A PHQ-9 score of 10 or higher is the typical threshold to prompt a clinical conversation. If you score 10 or higher, book a GP or primary care appointment for this week, not next month. The PHQ-9 is a screen, not a diagnosis on its own; it triggers a fuller assessment with a clinician.
Why does PCOS raise the risk of depression while trying to conceive?
People with PCOS have a 2 to 3 fold increased prevalence of depression and anxiety compared to people without PCOS, independent of fertility status. The drivers are both biological and social, including insulin resistance, chronic low-grade inflammation, hyperandrogenism, body image distress, and a diagnostic path that is often long and dismissive. If you have PCOS and your PHQ-9 score is 10 or higher, the threshold to act is lower, not higher.
Are SSRIs safe to take while trying to conceive?
The best current evidence from large population cohorts finds that absolute risks of major malformations with SSRIs are small and largely attributable to confounding. Sertraline shows the most reassuring overall profile and is the SSRI most commonly continued through TTC and pregnancy, while paroxetine is generally avoided in early pregnancy where alternatives exist. Untreated depression also carries its own risks, so the real conversation is treated depression versus untreated depression, made with your prescriber.
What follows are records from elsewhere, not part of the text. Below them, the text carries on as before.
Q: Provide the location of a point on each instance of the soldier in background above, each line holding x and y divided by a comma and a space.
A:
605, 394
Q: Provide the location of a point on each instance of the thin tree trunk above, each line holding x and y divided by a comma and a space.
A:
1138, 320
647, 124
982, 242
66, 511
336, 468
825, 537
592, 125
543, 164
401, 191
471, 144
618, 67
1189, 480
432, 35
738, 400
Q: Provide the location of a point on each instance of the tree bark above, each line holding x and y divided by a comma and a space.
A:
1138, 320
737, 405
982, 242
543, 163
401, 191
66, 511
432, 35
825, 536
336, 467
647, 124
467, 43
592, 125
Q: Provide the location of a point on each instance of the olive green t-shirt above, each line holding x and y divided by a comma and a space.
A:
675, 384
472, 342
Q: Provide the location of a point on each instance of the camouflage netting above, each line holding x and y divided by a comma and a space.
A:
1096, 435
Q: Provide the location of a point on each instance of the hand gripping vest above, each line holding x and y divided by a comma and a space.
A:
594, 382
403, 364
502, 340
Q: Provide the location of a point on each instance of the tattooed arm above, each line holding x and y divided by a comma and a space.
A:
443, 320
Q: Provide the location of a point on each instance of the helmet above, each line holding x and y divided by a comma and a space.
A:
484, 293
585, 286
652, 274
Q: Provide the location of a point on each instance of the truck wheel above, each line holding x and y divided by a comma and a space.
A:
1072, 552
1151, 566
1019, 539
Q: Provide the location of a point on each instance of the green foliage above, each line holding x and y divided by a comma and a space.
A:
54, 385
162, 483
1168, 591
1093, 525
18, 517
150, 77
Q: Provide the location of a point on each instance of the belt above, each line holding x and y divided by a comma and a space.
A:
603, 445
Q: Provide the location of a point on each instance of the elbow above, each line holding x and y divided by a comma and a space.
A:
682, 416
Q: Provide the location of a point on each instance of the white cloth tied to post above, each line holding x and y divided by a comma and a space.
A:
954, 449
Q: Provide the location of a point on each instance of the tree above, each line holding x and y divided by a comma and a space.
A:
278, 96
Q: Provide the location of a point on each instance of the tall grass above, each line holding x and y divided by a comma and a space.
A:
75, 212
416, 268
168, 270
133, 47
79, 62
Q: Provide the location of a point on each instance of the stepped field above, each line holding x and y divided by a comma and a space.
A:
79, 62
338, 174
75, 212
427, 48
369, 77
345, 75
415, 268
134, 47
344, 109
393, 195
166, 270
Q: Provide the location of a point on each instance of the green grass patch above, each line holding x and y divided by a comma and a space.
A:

Should I stop my antidepressant before starting to try for a baby?
Do not stop your antidepressant abruptly because TTC is starting. SSRI discontinuation symptoms can themselves mimic depression relapse, and stopping can be destabilising. If you have been told vaguely to come off it before trying, ask your prescriber to walk you through the specific risk-benefit conversation for your medication and situation, since many of those recommendations are based on old data.